A random look at the life and times of Jim Rising recovering radio addict and newspaper columnist.

Sunday, June 15, 2008

The first day at the Osterhout library book sale is not for the faint of heart. As the long suffering wife and I stood in line waiting for the chance to go in the tent I looked around at our “competition.” These are the bookworms, the students of literature, the bibliomaniacs of Northeastern Pa. I can say without fear of being corrected that this is a most unique bunch. I claim membership. When the church bells chime 9:30 and not one second before the mad dash to the tables loaded with all sorts of books begins. Piles of fiction, non fiction, reference and cooking books. Stacks of children’s books and trashy paperback novels. It’s elbows and buttocks flying as the race to a cheap literary fix begins. Pity the poor person who pulls up lame or hesitates in the starting gate for they will for sure get trampled. This year the lead contender had in his arms at least ten large containers marked “For Post Office use only.” I looked on in admiration as he stopped by biographies and began shoveling books into his bins. But I only had a second as the crowd surge pushed me on to our destination.

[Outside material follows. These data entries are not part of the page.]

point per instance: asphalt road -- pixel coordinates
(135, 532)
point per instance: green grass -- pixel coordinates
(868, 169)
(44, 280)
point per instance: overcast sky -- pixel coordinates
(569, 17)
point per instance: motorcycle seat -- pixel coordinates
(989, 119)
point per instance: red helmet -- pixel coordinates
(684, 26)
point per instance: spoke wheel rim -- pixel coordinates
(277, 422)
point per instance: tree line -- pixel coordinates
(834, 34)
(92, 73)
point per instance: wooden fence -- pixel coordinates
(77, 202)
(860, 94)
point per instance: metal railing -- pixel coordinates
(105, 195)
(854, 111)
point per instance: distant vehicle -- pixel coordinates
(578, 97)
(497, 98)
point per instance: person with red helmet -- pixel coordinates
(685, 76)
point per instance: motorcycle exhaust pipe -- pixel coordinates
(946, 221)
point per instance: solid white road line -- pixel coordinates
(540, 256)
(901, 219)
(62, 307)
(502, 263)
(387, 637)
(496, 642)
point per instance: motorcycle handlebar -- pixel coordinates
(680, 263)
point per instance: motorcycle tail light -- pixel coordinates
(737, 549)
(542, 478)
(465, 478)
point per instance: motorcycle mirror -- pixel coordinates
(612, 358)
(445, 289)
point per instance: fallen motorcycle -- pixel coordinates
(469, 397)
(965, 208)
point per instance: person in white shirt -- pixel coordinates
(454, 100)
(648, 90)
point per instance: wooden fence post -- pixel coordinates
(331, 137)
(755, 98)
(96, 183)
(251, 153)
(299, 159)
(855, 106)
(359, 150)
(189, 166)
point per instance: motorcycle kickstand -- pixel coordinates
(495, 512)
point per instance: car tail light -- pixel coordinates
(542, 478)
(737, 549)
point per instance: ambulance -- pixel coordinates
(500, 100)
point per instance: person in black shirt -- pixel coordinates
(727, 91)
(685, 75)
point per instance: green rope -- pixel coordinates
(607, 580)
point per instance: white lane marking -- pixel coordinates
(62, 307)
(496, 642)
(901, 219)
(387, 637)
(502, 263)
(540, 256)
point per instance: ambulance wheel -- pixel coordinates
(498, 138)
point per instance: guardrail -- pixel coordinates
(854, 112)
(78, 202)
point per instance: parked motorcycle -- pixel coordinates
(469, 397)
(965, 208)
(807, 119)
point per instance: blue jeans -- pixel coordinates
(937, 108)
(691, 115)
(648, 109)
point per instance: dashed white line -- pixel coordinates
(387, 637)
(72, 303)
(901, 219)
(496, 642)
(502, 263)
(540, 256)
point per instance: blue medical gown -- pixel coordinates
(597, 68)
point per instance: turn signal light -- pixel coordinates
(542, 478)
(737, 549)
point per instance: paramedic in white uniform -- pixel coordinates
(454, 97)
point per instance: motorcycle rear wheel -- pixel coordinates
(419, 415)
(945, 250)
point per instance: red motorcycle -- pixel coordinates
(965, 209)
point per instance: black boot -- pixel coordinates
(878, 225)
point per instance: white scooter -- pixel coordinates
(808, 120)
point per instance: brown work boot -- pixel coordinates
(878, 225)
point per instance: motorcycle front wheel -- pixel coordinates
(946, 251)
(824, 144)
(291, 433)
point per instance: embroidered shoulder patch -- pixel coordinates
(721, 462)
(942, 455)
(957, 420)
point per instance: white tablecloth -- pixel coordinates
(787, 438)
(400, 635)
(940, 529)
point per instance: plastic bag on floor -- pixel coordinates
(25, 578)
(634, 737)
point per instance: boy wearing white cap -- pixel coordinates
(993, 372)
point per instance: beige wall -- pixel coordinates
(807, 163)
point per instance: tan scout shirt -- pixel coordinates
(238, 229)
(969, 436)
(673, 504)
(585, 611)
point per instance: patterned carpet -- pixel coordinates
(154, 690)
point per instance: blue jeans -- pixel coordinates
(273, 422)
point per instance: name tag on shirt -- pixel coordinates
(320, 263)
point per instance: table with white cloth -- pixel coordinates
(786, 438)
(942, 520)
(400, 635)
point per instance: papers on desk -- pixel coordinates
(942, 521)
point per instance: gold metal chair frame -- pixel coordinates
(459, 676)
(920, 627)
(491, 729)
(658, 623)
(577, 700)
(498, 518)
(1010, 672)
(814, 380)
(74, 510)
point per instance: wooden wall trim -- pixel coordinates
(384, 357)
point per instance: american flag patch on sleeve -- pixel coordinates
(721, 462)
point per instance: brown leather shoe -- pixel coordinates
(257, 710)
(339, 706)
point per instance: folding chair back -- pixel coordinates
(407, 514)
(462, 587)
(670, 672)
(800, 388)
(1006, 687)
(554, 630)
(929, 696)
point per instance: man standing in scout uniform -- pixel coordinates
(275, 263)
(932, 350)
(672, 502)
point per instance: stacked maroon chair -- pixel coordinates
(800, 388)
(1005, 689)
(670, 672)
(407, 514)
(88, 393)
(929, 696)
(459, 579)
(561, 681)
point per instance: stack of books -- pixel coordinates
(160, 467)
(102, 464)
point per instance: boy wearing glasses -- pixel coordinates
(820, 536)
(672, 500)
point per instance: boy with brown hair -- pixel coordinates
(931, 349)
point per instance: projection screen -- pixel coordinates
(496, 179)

I found gold almost immediately and loaded myself up with three large cardboard boxes full. I couldn’t see over them so the inevitable happened. I bumped someone, as it turns out the wrong someone.

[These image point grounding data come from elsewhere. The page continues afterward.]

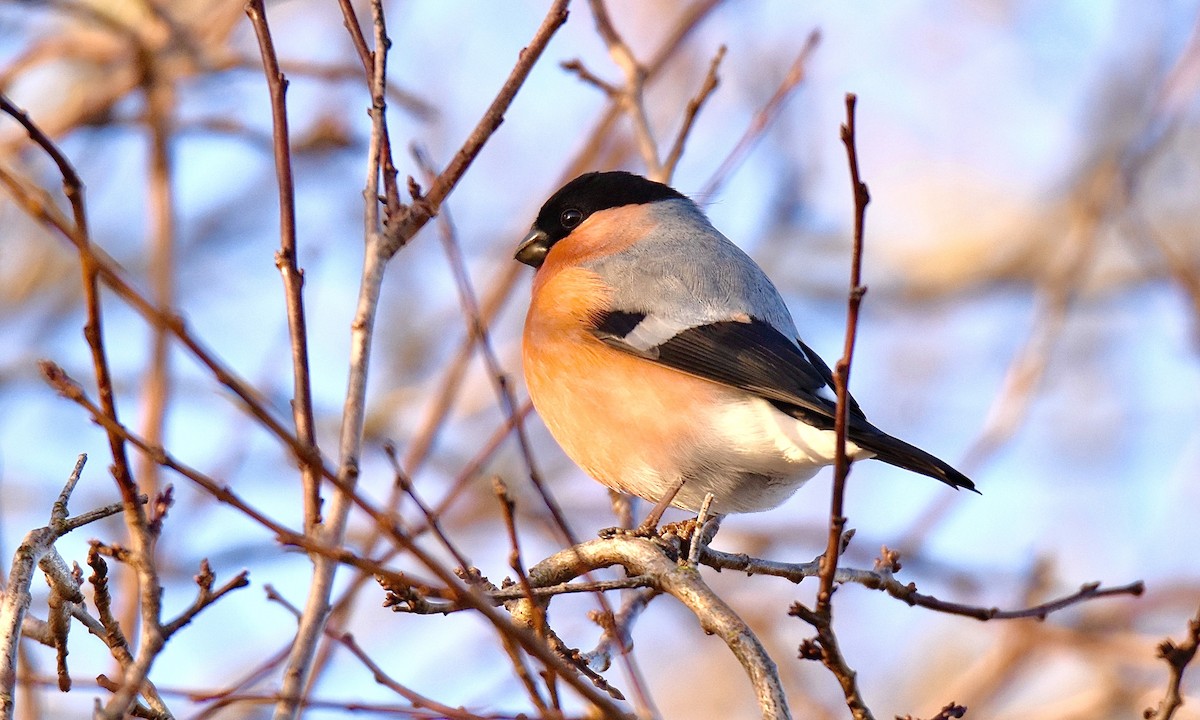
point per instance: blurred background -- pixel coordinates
(1033, 265)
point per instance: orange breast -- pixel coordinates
(628, 423)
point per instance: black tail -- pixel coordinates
(900, 454)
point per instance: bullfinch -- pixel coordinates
(665, 363)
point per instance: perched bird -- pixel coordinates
(665, 363)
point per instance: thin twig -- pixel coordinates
(287, 262)
(706, 90)
(763, 118)
(1177, 657)
(826, 647)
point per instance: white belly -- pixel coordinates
(754, 457)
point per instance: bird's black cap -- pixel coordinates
(579, 199)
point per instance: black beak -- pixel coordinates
(533, 249)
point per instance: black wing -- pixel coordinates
(757, 358)
(753, 355)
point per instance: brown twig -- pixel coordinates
(882, 579)
(951, 712)
(1177, 657)
(287, 262)
(335, 553)
(630, 95)
(205, 597)
(706, 90)
(763, 118)
(826, 647)
(427, 205)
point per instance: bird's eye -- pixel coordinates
(570, 217)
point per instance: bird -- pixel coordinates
(665, 363)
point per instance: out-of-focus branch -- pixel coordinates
(706, 90)
(1177, 657)
(143, 534)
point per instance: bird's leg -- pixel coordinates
(651, 525)
(703, 531)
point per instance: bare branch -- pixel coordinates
(1177, 657)
(287, 262)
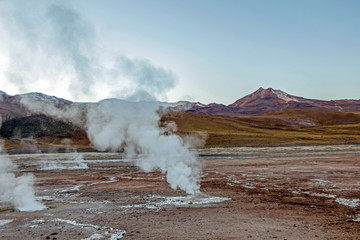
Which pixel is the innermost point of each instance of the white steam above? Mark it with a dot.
(53, 49)
(134, 126)
(17, 190)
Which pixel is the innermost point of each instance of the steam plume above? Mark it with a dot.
(55, 46)
(114, 124)
(17, 190)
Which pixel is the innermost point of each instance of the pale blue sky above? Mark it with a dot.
(223, 50)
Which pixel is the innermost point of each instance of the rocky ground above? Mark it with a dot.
(248, 193)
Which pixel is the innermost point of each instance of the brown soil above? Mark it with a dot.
(276, 193)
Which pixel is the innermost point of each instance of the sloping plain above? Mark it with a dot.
(284, 128)
(290, 127)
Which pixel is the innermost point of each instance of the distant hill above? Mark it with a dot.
(36, 126)
(265, 117)
(271, 100)
(261, 101)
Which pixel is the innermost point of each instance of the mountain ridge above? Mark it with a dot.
(258, 102)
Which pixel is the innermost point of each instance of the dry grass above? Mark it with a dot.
(271, 129)
(255, 130)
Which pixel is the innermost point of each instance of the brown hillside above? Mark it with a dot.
(272, 129)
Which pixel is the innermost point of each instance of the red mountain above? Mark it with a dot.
(271, 100)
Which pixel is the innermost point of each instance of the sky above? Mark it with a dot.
(202, 50)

“OOOOOOH” squawked this person. “You really HIT me!” “I’m very sorry” I said although it was really only a tap. “OOOOOH that’s gonna leave a bruise” she said and gave me a parting gift, a kick in the shins. Like I said, you can’t back down at the Osterhout Library tent sale. On a sunny Saturday it was hotter than the hinges of Hell under the tent. You must not put your burden down though, as it will disappear faster than a wager on Big Brown to win. We gave up. Under a shade tree near the tent we went over our selections. Twice we were asked if those books in the boxes were taken. I think if you had human body parts in the boxes you would be questioned as well. An older gentleman made his way down the tent perimeter. A pork pie hat, a heavy jacket over a full wool suit coat over a dress shirt over an undershirt. It had to be 90 degrees in the tent. “Aren’t you a little hot? I wanted to know.
“Hot?” he said. “Hot?” and considered it for a moment. “Well it’s cold in Canada.” He replied and went into the tent. It’s not for the faint of heart.
But then again I could be wrong. The sale continues till this Saturday. Proceeds support the library.